Des missionnaires du Consortium chinois Wisco sont actuellement à Madagascar pour la concrétisation du projet.
Le projet d'exploitation du fer de Soalala, par le Consortium chinois Wisco est actuellement en phase de mise en oeuvre. C'est ce que l'on apprend, en tout cas, de source auprès du ministère des Mines. Joint au téléphone, un responsable de ce département nous a déclaré hier que le dossier avance bien.
Missionnaires
D'ailleurs des missionnaires de Wisco sont présents à Madagascar depuis plus de 10 jours et travaillent déjà avec des techniciens malgaches, pour cette mise en oeuvre du projet. « Certains missionnaires de Wisco ne font que passer et vont bientôt rentrer, mais d'autres vont s'établir pour longtemps au pays en vue de poursuivre les travaux » précise notre source. Une manière de dire que le projet Soalala est bel et bien lancé depuis que Wisco avait versé les 100 millions de dollars, à titre de droit de mise à disposition de la licence d'exploitation, à la Banque Centrale.

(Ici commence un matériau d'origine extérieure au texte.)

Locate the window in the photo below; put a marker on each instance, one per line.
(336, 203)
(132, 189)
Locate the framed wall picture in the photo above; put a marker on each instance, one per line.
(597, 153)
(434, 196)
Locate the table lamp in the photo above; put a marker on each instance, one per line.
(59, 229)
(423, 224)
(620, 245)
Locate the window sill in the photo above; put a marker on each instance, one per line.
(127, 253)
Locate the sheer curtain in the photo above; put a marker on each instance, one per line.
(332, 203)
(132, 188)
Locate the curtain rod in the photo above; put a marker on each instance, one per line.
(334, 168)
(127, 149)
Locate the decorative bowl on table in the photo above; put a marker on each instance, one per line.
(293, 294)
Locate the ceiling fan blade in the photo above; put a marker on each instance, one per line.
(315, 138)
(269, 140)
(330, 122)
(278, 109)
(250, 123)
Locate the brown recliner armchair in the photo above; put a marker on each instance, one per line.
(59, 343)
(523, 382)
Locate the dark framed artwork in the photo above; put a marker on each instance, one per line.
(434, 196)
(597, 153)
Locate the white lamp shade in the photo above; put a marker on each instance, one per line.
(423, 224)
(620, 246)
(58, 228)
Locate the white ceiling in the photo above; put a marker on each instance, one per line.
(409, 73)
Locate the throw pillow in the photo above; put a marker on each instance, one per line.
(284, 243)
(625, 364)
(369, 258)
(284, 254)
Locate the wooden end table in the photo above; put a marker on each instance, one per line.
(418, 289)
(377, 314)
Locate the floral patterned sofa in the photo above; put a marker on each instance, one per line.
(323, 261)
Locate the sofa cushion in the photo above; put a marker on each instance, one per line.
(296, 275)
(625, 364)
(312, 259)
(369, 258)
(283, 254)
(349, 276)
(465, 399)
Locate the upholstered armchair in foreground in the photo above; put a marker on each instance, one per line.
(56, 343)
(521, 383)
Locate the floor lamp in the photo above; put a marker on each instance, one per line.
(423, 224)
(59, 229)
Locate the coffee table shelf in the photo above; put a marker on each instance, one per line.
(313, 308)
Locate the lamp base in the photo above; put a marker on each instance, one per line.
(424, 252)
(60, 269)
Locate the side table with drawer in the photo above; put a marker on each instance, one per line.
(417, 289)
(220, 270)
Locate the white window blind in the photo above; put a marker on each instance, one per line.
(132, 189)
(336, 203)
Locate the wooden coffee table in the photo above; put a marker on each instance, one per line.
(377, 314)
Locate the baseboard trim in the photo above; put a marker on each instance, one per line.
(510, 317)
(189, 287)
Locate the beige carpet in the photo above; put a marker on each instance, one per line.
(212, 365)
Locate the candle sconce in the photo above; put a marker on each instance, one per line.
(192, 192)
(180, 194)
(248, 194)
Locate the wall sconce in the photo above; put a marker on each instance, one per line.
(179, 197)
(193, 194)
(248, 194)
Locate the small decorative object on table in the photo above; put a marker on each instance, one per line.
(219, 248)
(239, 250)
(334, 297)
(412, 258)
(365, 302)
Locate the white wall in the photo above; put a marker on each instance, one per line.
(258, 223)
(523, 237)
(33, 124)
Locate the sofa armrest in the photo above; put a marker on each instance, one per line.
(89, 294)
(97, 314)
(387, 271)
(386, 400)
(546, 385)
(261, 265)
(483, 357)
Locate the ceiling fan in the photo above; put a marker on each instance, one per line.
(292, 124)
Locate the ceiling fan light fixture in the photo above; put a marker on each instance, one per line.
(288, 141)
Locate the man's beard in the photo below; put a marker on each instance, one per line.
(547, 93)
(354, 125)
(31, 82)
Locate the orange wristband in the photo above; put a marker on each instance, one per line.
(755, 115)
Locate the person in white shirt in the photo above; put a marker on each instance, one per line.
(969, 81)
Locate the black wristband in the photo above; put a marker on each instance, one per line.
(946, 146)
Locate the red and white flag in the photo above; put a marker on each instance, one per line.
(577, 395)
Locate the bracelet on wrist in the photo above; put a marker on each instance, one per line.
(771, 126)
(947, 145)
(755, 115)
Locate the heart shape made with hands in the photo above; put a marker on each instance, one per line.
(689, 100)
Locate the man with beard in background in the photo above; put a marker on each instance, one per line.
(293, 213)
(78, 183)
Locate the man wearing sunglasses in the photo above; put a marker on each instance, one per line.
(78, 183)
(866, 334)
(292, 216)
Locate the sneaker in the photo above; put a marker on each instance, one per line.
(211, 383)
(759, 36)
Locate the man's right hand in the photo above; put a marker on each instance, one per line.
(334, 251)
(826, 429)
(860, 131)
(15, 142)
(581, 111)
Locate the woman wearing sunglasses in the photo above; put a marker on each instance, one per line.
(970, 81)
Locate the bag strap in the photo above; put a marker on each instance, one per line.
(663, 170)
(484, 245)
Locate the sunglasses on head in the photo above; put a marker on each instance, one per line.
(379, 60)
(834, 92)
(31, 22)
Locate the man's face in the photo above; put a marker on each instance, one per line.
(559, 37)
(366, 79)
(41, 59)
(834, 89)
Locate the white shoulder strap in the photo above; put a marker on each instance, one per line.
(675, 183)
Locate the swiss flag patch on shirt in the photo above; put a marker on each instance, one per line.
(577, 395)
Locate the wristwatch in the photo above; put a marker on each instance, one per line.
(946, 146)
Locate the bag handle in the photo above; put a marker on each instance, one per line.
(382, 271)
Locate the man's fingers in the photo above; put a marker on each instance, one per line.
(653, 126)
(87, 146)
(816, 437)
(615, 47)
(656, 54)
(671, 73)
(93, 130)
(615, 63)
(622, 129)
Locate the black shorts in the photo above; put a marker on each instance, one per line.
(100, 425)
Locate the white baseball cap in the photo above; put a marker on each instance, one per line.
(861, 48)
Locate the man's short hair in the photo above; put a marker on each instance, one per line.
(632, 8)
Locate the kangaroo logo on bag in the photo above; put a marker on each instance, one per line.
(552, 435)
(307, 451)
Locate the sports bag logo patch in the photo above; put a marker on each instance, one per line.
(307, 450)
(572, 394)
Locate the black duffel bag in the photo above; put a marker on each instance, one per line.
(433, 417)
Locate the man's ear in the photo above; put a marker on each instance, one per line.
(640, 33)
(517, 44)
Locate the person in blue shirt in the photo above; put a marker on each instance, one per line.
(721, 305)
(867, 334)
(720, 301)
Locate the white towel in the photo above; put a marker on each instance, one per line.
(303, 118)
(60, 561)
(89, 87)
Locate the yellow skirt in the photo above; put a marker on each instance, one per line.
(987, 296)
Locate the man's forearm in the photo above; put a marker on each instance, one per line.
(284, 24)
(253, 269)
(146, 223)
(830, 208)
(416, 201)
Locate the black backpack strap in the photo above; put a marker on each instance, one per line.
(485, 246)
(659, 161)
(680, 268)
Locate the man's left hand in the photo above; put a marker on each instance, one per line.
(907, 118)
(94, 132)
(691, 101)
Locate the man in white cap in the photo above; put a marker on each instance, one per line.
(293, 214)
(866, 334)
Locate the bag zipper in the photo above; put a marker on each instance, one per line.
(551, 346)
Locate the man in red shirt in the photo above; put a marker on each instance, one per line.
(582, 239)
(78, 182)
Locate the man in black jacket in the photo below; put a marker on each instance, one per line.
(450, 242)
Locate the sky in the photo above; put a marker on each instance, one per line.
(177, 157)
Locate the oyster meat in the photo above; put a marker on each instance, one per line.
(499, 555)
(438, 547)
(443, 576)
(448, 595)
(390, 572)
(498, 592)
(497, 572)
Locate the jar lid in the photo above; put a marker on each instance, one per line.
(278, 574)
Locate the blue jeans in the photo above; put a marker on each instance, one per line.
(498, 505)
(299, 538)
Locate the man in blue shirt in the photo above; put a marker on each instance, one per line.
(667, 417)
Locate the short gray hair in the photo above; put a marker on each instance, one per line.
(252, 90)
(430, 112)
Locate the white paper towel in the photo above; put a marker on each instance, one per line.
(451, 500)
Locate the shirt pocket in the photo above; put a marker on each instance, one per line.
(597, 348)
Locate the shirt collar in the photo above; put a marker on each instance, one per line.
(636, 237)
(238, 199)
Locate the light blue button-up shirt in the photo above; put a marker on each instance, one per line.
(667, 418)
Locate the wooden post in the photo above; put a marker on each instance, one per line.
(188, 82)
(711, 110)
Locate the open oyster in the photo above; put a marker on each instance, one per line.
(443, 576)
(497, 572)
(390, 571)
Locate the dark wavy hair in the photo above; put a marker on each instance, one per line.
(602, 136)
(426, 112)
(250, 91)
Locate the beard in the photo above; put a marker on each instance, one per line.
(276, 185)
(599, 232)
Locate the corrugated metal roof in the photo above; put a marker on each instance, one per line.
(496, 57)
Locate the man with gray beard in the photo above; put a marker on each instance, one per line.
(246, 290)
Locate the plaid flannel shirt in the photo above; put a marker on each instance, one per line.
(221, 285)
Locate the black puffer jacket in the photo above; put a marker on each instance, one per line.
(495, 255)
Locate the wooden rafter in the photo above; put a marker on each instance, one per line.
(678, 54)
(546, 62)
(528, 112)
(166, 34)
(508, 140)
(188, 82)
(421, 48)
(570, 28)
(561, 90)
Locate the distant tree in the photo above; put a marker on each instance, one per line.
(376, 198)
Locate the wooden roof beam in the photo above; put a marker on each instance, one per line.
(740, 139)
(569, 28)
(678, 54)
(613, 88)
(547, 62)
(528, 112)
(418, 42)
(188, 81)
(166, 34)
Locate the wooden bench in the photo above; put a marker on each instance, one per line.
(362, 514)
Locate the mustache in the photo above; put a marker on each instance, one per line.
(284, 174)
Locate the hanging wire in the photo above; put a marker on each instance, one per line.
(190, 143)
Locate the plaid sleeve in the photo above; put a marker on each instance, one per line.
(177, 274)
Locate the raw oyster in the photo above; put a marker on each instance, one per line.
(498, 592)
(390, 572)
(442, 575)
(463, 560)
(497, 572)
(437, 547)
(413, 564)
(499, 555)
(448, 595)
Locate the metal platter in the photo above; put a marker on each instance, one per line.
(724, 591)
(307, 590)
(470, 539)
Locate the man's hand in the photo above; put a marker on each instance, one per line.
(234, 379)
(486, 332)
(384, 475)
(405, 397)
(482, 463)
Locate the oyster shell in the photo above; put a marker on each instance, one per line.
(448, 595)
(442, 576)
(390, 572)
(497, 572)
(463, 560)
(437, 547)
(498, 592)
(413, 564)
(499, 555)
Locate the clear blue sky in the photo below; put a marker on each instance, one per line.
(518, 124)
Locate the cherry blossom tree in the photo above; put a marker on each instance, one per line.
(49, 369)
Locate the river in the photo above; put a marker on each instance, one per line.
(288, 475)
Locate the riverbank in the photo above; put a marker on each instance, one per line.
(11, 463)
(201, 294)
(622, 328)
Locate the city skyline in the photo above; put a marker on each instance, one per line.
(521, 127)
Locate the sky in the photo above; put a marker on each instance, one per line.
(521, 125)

Un versement qui, rappelons-le, sauve le régime transitoire en matière de recettes budgétaires. En effet, grâce à cette manne venue de la Chine, le ministère des Finances et du Budget a pu introduire dans les caisses de l'Etat, un peu moins de 217 milliards Ar de recettes non fiscales. Ce qui représente pratiquement 80% des recettes non fiscales au cours du premier semestre.
Gap
Mais les 100 millions USD de Wisco n'arrivent visiblement pas à résoudre en entier les problèmes de trésorerie de la transition. Ce dans la mesure où les ressources financières de l'Etat ont considérablement diminué. La preuve, dans le projet de loi de finances rectificative, le ministère des Finances et du Budget ne table plus que sur 1 904,7 milliards ariary de recettes fiscales contre une projection de 2 117,4 milliards ariary dans la loi de finances initiales, soit un gap de 213 milliards ariary. A cela s'ajoute évidemment les 308 milliards d'aides internationales prévues dans le budget initial mais non obtenu par le régime transitoire qui n'est toujours pas reconnu par la communauté internationale. En tout cas, le pouvoir de fait a encore besoin de trouver plus de 300 milliards ariary de fonds pour boucler l'année 2010, si l'on inclut les 100 millions USD de Wisco dans les ressources financières destinées au fonctionnement de l'administration. Or, l'on sait que le PHAT Andry Rajoelina a déjà déclaré que ces fonds seront destinés à des investissements en infrastructures.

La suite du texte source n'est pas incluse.